Leading the debate, Hon. Albert T. Sam-Tsokwa and 20 others, spoke against the new monetary policy, describing it as “anti-people.” On Oteh, the House said it would henceforth, “cease to accord any recognition or deal with her as Director-General of Securities and Exchange Commission” should President Jonathan fail to implement its resolution requesting her sack.
Earlier, welcoming his colleagues after the recess, Tambuwal dimmed hopes of an early resolution of their face-off with the Presidency over the budget which began few days before the lawmakers went on recess. Tambuwal said the House was mindful of the various interpretations given their “sit-up” ultimatum to President Jonathan on the budget, but that such “suspicion and slander” cannot stop the House from carrying out its oversight functions.
Lamenting that Appropriation Acts have been reduced to a “yearly ritual…,observed more in the breach than execution”, Tambuwal said the House resolved to stop the trend by insisting that budgets be implemented to the letter.
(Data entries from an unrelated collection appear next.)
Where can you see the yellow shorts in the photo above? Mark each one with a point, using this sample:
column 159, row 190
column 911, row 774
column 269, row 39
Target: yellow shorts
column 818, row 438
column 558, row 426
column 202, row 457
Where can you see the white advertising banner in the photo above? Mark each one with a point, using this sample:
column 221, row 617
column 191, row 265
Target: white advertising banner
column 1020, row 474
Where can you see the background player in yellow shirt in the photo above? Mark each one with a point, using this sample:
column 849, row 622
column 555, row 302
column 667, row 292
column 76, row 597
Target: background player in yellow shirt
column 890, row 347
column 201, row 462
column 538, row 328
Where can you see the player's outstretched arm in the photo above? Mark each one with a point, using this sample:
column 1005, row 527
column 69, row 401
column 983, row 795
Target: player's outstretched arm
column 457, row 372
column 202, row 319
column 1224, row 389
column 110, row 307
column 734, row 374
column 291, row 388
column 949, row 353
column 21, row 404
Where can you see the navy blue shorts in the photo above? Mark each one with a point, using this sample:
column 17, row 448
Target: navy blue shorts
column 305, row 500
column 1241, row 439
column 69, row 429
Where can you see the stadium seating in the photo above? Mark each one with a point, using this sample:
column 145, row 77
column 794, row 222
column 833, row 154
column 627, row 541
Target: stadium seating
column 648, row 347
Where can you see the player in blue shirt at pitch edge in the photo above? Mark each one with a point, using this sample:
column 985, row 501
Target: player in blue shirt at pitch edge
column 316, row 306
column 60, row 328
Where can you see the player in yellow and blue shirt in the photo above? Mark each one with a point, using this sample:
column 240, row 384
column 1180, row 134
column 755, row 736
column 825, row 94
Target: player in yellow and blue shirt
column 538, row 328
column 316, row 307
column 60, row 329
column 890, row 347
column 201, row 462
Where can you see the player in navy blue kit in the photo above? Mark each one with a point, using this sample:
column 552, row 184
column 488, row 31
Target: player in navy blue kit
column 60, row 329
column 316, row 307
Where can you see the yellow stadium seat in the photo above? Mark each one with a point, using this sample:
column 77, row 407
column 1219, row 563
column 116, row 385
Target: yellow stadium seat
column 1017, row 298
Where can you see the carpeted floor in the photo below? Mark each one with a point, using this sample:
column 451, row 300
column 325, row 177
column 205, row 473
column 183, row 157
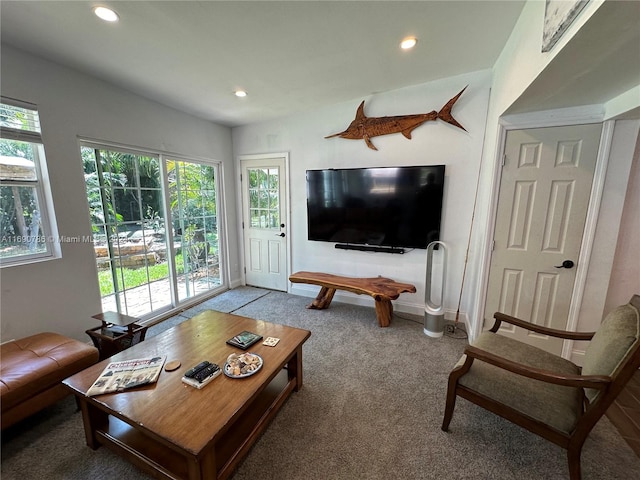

As a first step, he said that the House would this week set aside a whole day to debate the report of all the committees it mandated to collate information on the level of funding and implementation by various Ministries, Departments and Agencies (MDAS).
“After the deliberation, the House will suspend plenary for one week but the House work will continue in committees. Within this period, various committees will be required to go on physical inspection of projects and authenticate all information provided by the various MDAs on the level of 2012 budget implementation,” he explained.